What were some of the stupid things you would talk about doing?
I really thought that it was going to be easy to become a performer. I remember singing in church is so easy. I shouldn’t say easy, but church people are nicer. If you’re a kid, when you’re singing in church the adults go, “Oh, that’s so precious. Oh that’s so nice. He sounds just like his mom.” Then when I turned around and decided to sing for my elementary school, those kids were mean as hell. They were bored and throwing stuff, and I was like, “You people are terrible. You don’t know Jesus!” So basically I learned quickly that the secular world was a lot harder on performers.

Were people as critical once you came to Broadway? Or were the elementary-school kids the harshest critics?
You know what’s funny? I would say the elementary-school kids are the harshest critics. Because adults lie to your face. Adults will look and you and go, “You were great,” and then go tell their friends, “He was awful.” Kids won’t lie. Kids are like, “Hey man, you’re terrible. You’re the worst thing I’ve ever heard. You should never sing.”

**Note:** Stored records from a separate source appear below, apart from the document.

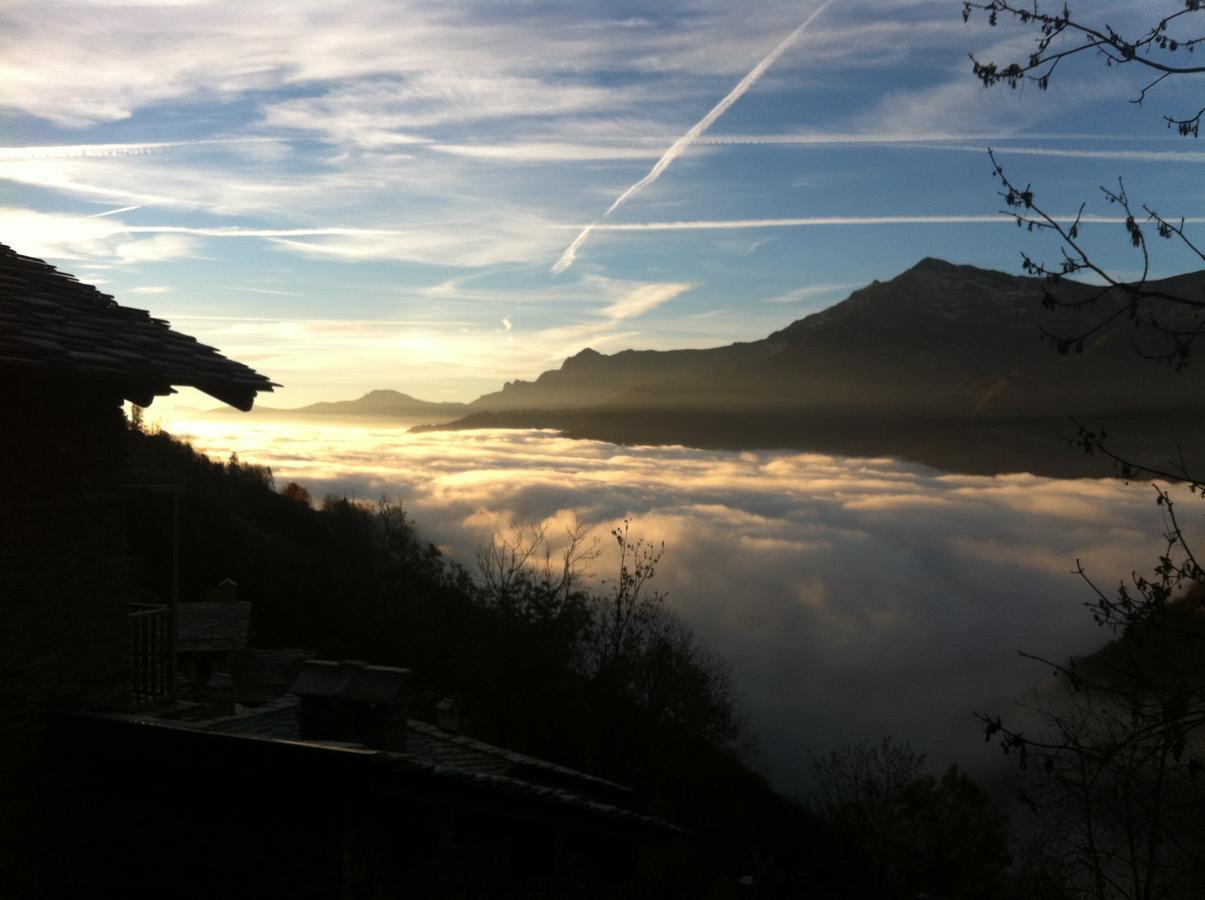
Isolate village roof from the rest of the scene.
[0,243,278,410]
[176,600,251,653]
[200,695,652,822]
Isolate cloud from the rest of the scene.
[430,141,659,163]
[762,281,863,304]
[590,213,1205,231]
[0,207,199,265]
[552,0,833,275]
[603,282,694,322]
[264,71,634,147]
[152,419,1176,788]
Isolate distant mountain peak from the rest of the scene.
[360,388,415,400]
[907,257,969,272]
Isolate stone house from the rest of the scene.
[0,245,675,898]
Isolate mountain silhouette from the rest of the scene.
[412,258,1205,476]
[206,390,470,423]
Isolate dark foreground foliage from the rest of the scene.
[129,429,1006,898]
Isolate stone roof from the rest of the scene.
[0,243,278,410]
[176,600,251,653]
[201,695,655,830]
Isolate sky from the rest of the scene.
[169,419,1185,795]
[0,0,1205,406]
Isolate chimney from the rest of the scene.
[292,659,410,752]
[435,696,460,734]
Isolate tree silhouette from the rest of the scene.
[963,0,1205,900]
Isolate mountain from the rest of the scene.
[412,258,1205,475]
[207,390,470,423]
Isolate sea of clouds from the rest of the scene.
[171,420,1191,790]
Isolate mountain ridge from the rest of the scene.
[418,257,1205,475]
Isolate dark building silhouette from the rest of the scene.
[0,245,675,898]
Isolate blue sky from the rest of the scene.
[0,0,1205,406]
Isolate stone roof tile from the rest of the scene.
[0,243,278,410]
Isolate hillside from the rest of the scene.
[414,259,1205,476]
[206,390,469,423]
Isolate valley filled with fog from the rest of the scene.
[163,418,1191,790]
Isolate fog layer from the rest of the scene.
[169,420,1163,789]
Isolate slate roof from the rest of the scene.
[176,600,251,653]
[195,695,650,827]
[0,243,278,410]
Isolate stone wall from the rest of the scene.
[0,380,129,896]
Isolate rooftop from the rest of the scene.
[0,243,278,410]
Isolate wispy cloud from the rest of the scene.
[552,0,833,275]
[603,282,694,322]
[0,137,278,161]
[592,213,1205,231]
[762,281,863,304]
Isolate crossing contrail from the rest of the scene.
[552,0,834,275]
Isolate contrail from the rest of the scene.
[84,206,142,219]
[552,0,834,275]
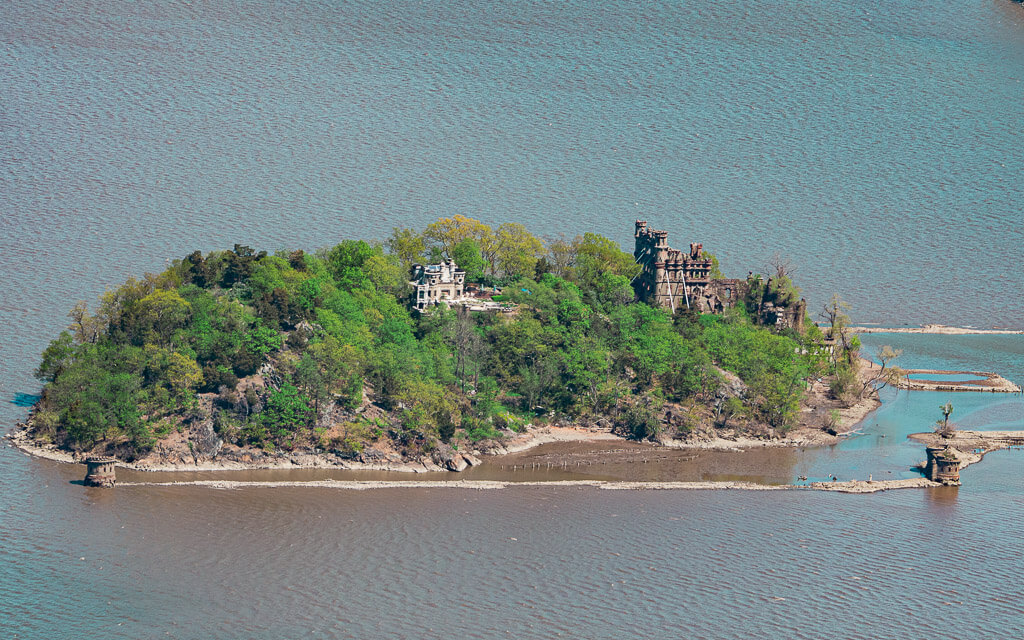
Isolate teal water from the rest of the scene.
[0,0,1024,639]
[907,374,984,382]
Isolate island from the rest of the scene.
[13,215,921,477]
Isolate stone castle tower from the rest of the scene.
[633,220,807,331]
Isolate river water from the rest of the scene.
[0,0,1024,638]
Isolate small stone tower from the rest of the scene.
[85,458,117,486]
[925,445,961,485]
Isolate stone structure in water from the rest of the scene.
[85,458,117,486]
[409,258,466,311]
[925,445,961,485]
[633,220,807,331]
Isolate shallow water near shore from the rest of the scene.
[0,0,1024,640]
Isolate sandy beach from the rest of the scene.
[110,478,941,494]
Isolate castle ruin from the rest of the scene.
[633,220,807,331]
[409,258,466,311]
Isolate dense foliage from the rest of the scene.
[34,216,827,454]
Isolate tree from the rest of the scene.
[134,289,191,345]
[490,222,544,278]
[362,255,409,297]
[384,226,427,273]
[423,214,494,258]
[860,344,905,396]
[165,351,203,397]
[452,238,487,283]
[261,384,313,433]
[820,294,860,366]
[68,300,105,344]
[620,397,662,440]
[548,236,583,280]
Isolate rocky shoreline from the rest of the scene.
[6,362,881,473]
[105,478,941,494]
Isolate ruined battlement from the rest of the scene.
[633,220,807,331]
[633,220,741,312]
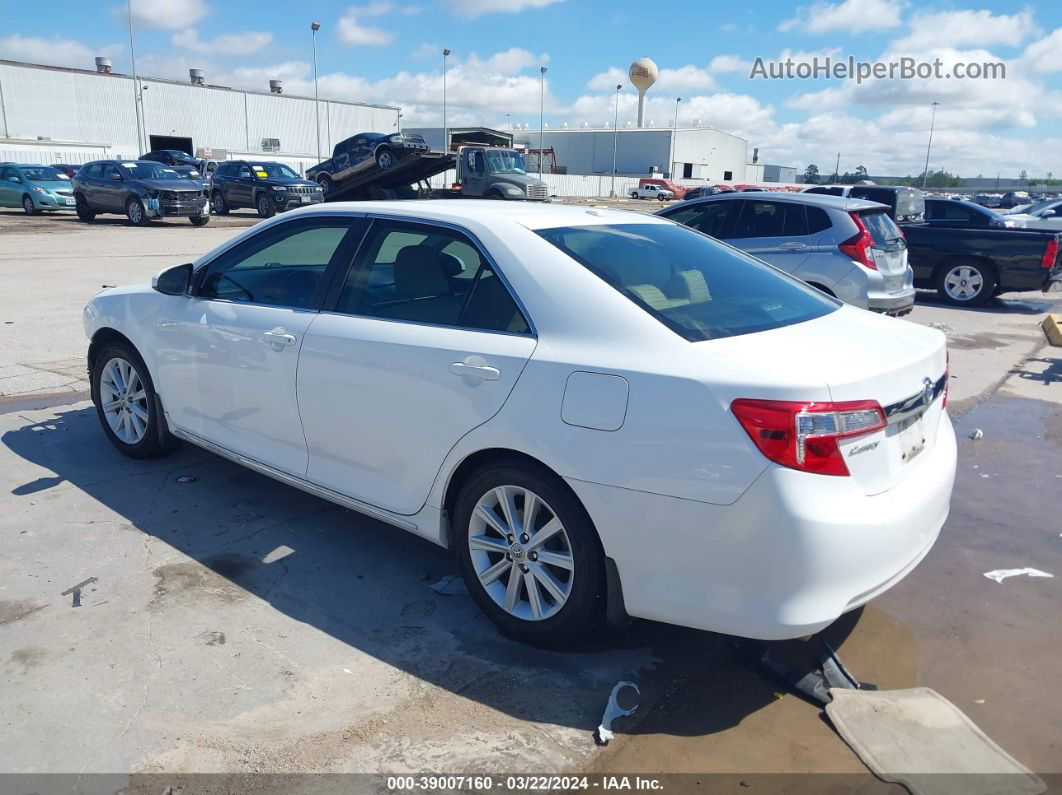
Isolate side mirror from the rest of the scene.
[151,262,192,295]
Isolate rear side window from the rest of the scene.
[664,202,737,238]
[537,224,840,342]
[804,207,833,235]
[729,200,807,239]
[860,211,904,246]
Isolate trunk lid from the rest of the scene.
[699,306,947,495]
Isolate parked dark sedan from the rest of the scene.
[73,160,210,226]
[210,160,325,218]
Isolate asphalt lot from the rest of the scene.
[0,208,1062,774]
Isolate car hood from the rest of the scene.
[127,178,203,190]
[30,179,70,190]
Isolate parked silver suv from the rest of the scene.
[656,193,914,315]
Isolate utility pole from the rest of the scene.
[125,0,148,157]
[609,84,623,198]
[310,22,321,163]
[922,102,940,190]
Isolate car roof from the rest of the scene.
[273,198,671,230]
[682,191,889,212]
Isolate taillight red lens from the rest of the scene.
[731,398,886,477]
[837,212,877,271]
[1040,238,1059,271]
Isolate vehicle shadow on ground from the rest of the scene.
[2,407,858,734]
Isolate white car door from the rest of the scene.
[298,220,536,515]
[155,215,366,478]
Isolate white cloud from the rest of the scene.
[0,33,121,69]
[128,0,210,31]
[336,2,394,47]
[446,0,564,17]
[1018,28,1062,74]
[171,28,273,55]
[778,0,906,33]
[891,8,1035,50]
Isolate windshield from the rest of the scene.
[537,224,840,342]
[251,162,298,179]
[119,161,181,179]
[22,167,70,183]
[486,152,528,174]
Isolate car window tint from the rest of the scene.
[730,200,807,238]
[804,207,833,235]
[336,221,529,333]
[665,201,734,238]
[196,219,352,309]
[537,223,840,342]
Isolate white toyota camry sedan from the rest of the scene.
[84,201,956,643]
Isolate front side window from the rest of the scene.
[195,219,355,309]
[537,223,840,342]
[336,221,530,333]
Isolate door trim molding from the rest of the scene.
[169,422,417,532]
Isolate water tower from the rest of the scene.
[628,57,660,127]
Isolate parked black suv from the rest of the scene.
[140,149,200,171]
[72,160,210,226]
[210,160,325,218]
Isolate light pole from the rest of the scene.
[538,66,546,179]
[125,0,145,157]
[443,50,450,152]
[310,22,321,163]
[922,102,940,190]
[667,97,682,179]
[609,84,623,198]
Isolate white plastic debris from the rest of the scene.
[431,574,468,597]
[596,681,641,745]
[984,568,1055,583]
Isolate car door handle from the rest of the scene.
[262,327,298,348]
[450,356,501,381]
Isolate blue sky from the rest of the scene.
[0,0,1062,177]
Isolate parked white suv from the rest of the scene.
[84,201,956,643]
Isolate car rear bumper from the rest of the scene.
[568,413,956,640]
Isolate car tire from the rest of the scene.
[125,196,151,226]
[91,342,173,459]
[73,193,96,219]
[255,193,276,218]
[937,259,998,307]
[453,460,604,646]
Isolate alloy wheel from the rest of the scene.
[100,357,151,445]
[944,265,984,301]
[468,486,576,621]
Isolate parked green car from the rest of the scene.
[0,162,74,215]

Before we’re done, I wanted to ask about Batman, because from your Instagram and Twitter, it seems like you really love Batman.
When I was a kid, I used to watch the Adam West show a lot, and somehow that just stuck with me. But The Muppets and Batman would come on after school, and I would watch it. And I loved Adam West’s Batman, but as I got older, my friend introduced me to some comic books when I was about 11, and I loved the duality of Bruce Wayne and Batman. I didn’t like elementary school because, like I said, kids were mean, and I’m kind of a sensitive guy. So I created two personas: The persona that I used at school and the real me. It reminded me of Batman, where Bruce Wayne is the persona. That’s what people want to see. Batman is actually the real him, that’s who he really is. And I just latched on to that, through school, junior high through high school, I did the persona of what James Iglehart was supposed to be so the kids would leave me alone. I got cool. I could rap, I could sing, I could dance, and whenever people would step to me, I could use my words to defend myself. But deep inside I was always afraid of confrontation. As I got older I grew out of it, but Batman was … If Linus had a security blanket, Batman was mine, so he’s always had a very special place in my heart.

This interview has been edited and condensed.